Across Land & Sea Travel Blog

Why you should visit Phong Nha in Vietnam

If you were to ask me where my favourite place was in Vietnam, it would have to be Phong Nha.

Not mystical Halong Bay or pretty Hoi An, but this beautiful area in the Central Highlands, characterised by sleepy villages, huge caves and sprawling green countryside. 

Despite it raining for most of my time there, and not having the funds to hike some of the more adventurous caves, I still fell in love with it. Here are a few reasons why...

Phong Nha Farmstay

After a bumpy overnight train ride from Hanoi to Dong Hoi, and a rumbling bus ride towards Son Trach, we jumped off the bus around 7.00am bleary-eyed and confused.

Where were we? There were a few small houses abutting the bitumen road and the distant sound of roosters crowing, but no hint of any tourist presence. I led my mother down the muddy maroon path out towards the fields, looking down uneasily at my phone which had 1% battery left and a dodgy GPS signal directing us north.

Low and behold, after five minutes we made it. We were greeted by a warm lounge with high beams, soft music playing, the smell of pancakes cooking and curious faces of fellow travellers relaxing on cosy sofas. This was the start of our three-night stay in one of my favourite accommodations in the country.

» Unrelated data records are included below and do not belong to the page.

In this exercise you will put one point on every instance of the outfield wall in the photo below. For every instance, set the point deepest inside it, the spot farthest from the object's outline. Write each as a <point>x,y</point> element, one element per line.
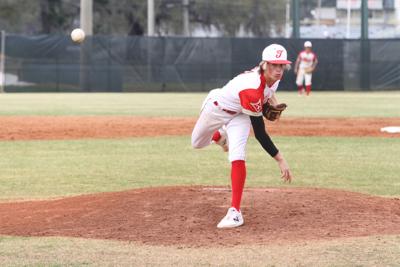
<point>131,64</point>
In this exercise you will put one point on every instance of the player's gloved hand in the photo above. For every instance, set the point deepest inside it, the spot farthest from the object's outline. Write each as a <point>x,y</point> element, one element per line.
<point>286,173</point>
<point>273,112</point>
<point>309,70</point>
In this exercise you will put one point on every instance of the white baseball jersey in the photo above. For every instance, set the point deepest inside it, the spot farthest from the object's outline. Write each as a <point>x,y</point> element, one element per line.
<point>246,93</point>
<point>306,59</point>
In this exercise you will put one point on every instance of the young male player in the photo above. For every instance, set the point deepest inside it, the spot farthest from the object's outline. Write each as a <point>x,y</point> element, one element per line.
<point>305,65</point>
<point>227,114</point>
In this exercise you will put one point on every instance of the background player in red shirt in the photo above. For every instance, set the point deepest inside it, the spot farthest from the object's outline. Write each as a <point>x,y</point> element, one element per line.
<point>305,65</point>
<point>227,115</point>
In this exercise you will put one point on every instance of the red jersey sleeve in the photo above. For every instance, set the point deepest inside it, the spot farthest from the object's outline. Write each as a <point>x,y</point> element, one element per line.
<point>251,101</point>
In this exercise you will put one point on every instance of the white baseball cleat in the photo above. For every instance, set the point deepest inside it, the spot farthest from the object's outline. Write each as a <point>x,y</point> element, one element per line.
<point>233,218</point>
<point>223,141</point>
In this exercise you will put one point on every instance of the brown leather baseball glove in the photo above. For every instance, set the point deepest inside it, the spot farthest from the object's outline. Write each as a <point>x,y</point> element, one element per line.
<point>273,112</point>
<point>309,70</point>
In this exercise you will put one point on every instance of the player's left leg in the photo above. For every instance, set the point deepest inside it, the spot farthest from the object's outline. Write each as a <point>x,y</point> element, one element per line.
<point>300,81</point>
<point>308,78</point>
<point>238,130</point>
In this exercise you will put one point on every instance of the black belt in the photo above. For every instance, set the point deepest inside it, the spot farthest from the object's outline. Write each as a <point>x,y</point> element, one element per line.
<point>227,111</point>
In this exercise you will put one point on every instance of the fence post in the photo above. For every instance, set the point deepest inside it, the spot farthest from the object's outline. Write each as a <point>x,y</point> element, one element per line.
<point>2,61</point>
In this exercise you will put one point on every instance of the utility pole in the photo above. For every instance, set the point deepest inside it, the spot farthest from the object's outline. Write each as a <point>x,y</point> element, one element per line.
<point>186,25</point>
<point>86,21</point>
<point>364,19</point>
<point>365,47</point>
<point>348,19</point>
<point>150,18</point>
<point>296,19</point>
<point>87,16</point>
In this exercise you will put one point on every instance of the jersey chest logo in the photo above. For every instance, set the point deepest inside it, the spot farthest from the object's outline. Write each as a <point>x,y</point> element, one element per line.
<point>257,106</point>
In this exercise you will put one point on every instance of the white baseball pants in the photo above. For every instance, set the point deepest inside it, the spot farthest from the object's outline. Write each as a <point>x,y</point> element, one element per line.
<point>212,118</point>
<point>302,76</point>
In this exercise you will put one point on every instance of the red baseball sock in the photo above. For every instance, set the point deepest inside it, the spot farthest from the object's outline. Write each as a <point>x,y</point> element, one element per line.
<point>238,176</point>
<point>216,136</point>
<point>300,88</point>
<point>308,89</point>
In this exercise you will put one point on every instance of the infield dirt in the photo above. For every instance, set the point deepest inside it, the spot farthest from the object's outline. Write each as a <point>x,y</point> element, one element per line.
<point>76,127</point>
<point>187,216</point>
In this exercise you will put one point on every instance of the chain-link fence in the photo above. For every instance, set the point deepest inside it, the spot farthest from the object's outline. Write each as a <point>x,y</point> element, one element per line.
<point>130,64</point>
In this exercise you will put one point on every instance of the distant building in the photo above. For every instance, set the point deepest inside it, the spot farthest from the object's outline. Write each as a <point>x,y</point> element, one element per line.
<point>342,19</point>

The rooms were comfortable, showers pleasant, and damn the food was good, but what really set the Farmstay apart from many other places I've stayed was it's communal atmosphere and fantastically helpful staff. Film nights were a regular occurrence and daily tours were easily organised through the reception desk, but just as enjoyable was curling up on the sofa with a book looking out onto the rice fields. 

We hit it off with one member of staff, Quỳnh, who lives nearby at the Duck Stop. Do yourselves a favour and pay this lovely chap a visit!

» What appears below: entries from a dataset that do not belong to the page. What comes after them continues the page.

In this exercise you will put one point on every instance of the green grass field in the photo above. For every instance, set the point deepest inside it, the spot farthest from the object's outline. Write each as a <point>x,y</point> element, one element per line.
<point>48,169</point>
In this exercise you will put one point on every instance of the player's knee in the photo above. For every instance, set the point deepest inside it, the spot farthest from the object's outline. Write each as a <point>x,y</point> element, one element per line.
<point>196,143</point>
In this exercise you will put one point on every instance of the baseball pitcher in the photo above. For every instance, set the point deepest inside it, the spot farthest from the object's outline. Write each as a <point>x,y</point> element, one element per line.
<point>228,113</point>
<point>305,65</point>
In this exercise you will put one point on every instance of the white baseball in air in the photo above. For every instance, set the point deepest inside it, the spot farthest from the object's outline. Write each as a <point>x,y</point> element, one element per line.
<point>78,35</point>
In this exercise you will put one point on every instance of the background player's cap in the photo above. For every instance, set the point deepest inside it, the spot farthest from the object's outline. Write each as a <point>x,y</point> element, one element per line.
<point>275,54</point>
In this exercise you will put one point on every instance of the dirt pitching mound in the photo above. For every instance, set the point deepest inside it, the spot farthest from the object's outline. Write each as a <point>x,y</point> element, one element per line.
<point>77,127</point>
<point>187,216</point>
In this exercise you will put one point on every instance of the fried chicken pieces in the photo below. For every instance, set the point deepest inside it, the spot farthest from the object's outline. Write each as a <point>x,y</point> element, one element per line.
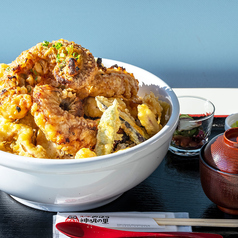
<point>49,93</point>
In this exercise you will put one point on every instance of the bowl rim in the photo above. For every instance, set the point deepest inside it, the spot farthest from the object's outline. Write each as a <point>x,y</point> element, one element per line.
<point>28,163</point>
<point>201,158</point>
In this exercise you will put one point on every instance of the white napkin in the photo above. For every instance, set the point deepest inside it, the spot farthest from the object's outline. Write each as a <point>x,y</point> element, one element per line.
<point>153,227</point>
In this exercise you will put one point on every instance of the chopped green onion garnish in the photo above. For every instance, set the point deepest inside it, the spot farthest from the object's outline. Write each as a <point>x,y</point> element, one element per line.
<point>62,55</point>
<point>58,45</point>
<point>45,43</point>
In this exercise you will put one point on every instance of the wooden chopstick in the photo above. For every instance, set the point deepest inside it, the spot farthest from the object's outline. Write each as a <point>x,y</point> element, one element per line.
<point>197,222</point>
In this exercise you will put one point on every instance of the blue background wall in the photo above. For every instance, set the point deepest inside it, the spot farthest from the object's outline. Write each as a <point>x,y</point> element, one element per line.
<point>187,43</point>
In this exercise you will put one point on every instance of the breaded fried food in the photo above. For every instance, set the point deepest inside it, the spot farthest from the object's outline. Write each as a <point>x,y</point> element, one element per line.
<point>114,81</point>
<point>69,132</point>
<point>20,137</point>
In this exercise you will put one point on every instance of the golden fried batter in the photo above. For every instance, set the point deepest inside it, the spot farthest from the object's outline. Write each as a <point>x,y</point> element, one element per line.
<point>69,132</point>
<point>48,95</point>
<point>114,82</point>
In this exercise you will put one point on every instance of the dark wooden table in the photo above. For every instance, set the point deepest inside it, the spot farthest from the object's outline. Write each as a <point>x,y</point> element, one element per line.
<point>173,187</point>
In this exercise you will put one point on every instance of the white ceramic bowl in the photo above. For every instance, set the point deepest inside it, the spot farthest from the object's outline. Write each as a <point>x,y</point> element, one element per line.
<point>230,120</point>
<point>76,185</point>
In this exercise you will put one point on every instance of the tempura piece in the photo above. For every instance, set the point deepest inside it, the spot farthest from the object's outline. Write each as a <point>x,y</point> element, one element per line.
<point>90,108</point>
<point>136,134</point>
<point>148,120</point>
<point>20,137</point>
<point>153,104</point>
<point>107,130</point>
<point>84,153</point>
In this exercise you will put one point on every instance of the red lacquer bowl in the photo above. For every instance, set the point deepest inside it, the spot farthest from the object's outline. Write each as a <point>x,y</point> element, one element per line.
<point>222,152</point>
<point>219,171</point>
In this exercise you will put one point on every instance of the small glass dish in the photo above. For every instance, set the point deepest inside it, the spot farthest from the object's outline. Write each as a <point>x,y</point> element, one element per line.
<point>194,126</point>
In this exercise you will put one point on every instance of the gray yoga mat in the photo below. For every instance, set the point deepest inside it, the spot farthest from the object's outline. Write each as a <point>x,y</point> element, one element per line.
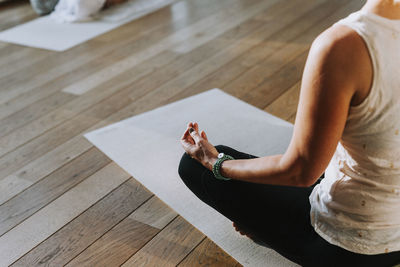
<point>44,32</point>
<point>147,147</point>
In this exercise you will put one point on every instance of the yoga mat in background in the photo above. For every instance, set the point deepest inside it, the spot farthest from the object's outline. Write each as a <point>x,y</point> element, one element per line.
<point>147,147</point>
<point>45,33</point>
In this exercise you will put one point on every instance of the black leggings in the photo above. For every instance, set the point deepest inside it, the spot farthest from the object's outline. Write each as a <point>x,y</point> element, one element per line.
<point>276,215</point>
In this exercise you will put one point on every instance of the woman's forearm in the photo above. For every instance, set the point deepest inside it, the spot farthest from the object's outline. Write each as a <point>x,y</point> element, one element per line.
<point>266,170</point>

Rooms start from VND910000 or around £30 per night. Find out more or book your room here

Bong Loi Valley

The winding dirt tracks and sleepy villages of the Valley are easy to explore by bicycle or on foot. Given that my mother hasn't ridden a bike since 100BC, we decided to take a walk, using our hand-drawn map from the Farmstay. Trails were muddy and rainclouds looming but that didn't stop us from visiting Quỳnh (and his ducks) at the Duck Stop. After chucking a duck (don't ask) and learning about his family's pepper tree business, we spent an hour exchanging stories about living in the UK and Vietnam.

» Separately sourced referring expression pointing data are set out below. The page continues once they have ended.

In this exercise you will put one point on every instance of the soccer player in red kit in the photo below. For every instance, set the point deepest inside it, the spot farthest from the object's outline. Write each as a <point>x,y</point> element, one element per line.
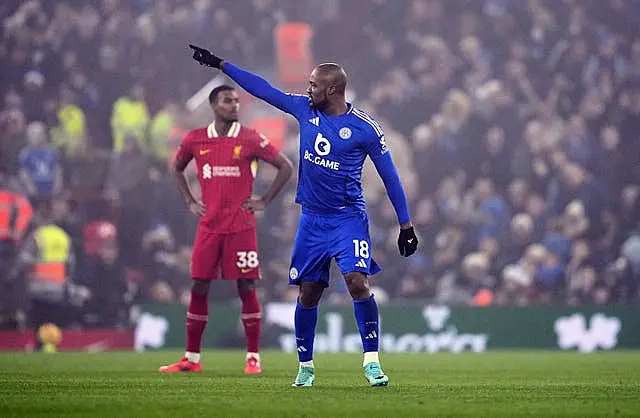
<point>225,154</point>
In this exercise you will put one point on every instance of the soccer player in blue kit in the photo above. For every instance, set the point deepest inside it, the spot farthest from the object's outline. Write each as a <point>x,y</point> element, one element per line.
<point>335,139</point>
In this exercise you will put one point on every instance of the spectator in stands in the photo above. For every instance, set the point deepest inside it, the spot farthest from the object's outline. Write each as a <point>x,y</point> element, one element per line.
<point>130,117</point>
<point>40,167</point>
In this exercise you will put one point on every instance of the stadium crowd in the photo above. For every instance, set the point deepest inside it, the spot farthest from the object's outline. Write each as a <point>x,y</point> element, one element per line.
<point>514,125</point>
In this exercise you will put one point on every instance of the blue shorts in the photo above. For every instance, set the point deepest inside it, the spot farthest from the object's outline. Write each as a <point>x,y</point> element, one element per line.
<point>320,238</point>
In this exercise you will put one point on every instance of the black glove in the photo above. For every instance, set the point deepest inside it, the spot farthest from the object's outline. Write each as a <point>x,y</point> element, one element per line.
<point>407,242</point>
<point>205,57</point>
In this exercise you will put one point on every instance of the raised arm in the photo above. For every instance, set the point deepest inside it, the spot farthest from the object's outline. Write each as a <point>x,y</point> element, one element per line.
<point>252,83</point>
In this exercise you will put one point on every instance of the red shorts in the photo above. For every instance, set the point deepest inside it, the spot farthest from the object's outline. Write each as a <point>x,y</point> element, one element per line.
<point>235,253</point>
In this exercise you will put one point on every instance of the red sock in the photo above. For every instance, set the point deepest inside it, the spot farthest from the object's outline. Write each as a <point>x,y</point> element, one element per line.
<point>197,317</point>
<point>251,319</point>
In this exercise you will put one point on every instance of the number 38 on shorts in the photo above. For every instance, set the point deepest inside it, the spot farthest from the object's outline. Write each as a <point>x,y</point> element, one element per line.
<point>229,256</point>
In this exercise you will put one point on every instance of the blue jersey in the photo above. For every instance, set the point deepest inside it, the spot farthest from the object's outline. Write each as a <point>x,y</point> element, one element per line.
<point>332,151</point>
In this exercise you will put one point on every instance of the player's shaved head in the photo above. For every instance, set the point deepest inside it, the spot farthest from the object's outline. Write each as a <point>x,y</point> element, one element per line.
<point>334,74</point>
<point>213,96</point>
<point>327,87</point>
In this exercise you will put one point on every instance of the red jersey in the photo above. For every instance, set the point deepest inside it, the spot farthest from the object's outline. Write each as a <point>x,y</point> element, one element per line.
<point>226,169</point>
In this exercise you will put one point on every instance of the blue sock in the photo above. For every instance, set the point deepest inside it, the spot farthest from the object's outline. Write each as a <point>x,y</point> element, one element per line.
<point>366,313</point>
<point>305,321</point>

We continued on to The Pub with the Cold Beer which, along with offering you chilled alcohol, gives you the chance to choose and slaughter your chicken before eating it with homemade peanut sauce - a true farm to table experience. As mum is a vegetarian, we ordered some vegetable spring rolls...

It's Beautiful

The sun barely poked its head out from behind the clouds and Phong Nha still managed to be look dead gorgeous. 

The Caves

Most people come to Phong Nha Ke Bang for one thing, and for good reason - some of the world's largest caves can be found here, namely the famous Hang Son Doong. Premium adventure outfit Oxalis run highly-rated and professional tours to many of these caves, but at VND 7,500,000 or £240 for a 2D/1N tour, most travellers opt to take a Discovery day trip with their accommodation to more accessible caves (including the mud-filled Hang Toi or 'Dark Cave') which generally costs around VND 1,350,000 or £40. 

The Local community

Perhaps because of the relative lack of tourists here compared to other areas of the country, the local people are quietly friendly. Unlike most other places we'd visited, we weren't approached by anyone selling souvenirs, or asking for money. One group of local men invited us to sit and drink with them on the side of the road, but that's a different story...

Curious children ran to wave hello as we passed through their village, offering us berries from trees in their gardens. Those that were happy for us to take their photograph scrambled to see the final shot and giggled when they saw their faces staring back at them.

peace and quiet

Vietnam is fast becoming as popular as neighbouring Thailand and many tourist areas are loud, busy places with street sellers and souvenir shops by the dozen. Phong Nha offers a welcome retreat from these hectic cities and overrun sites (we're looking at you, Hoi An).

It's easy to get there and around

We chose to take the overnight train from Hanoi to Dong Hoi and then change to a local public bus heading towards Son Trach (the main town and tour base for the area). We could have got there solely by coach or private transfer, too; when we left Phong Nha, we took a cheap bus that stopped off at the DMZ (Demilitarized Zone) on the way to Hué, offering a welcome break from the four hour journey. It's safe to say, you'll have no problem getting here and away. 

If you're staying in Son Trach, you needn't leave the town aside from tours, which can be easily arranged at your accommodation or with a local agent. If you're staying at the Farmstay, they can organise mototaxis or cars for you, or let you know when the public buses are due to arrive on the main road for you to hitch a ride into town.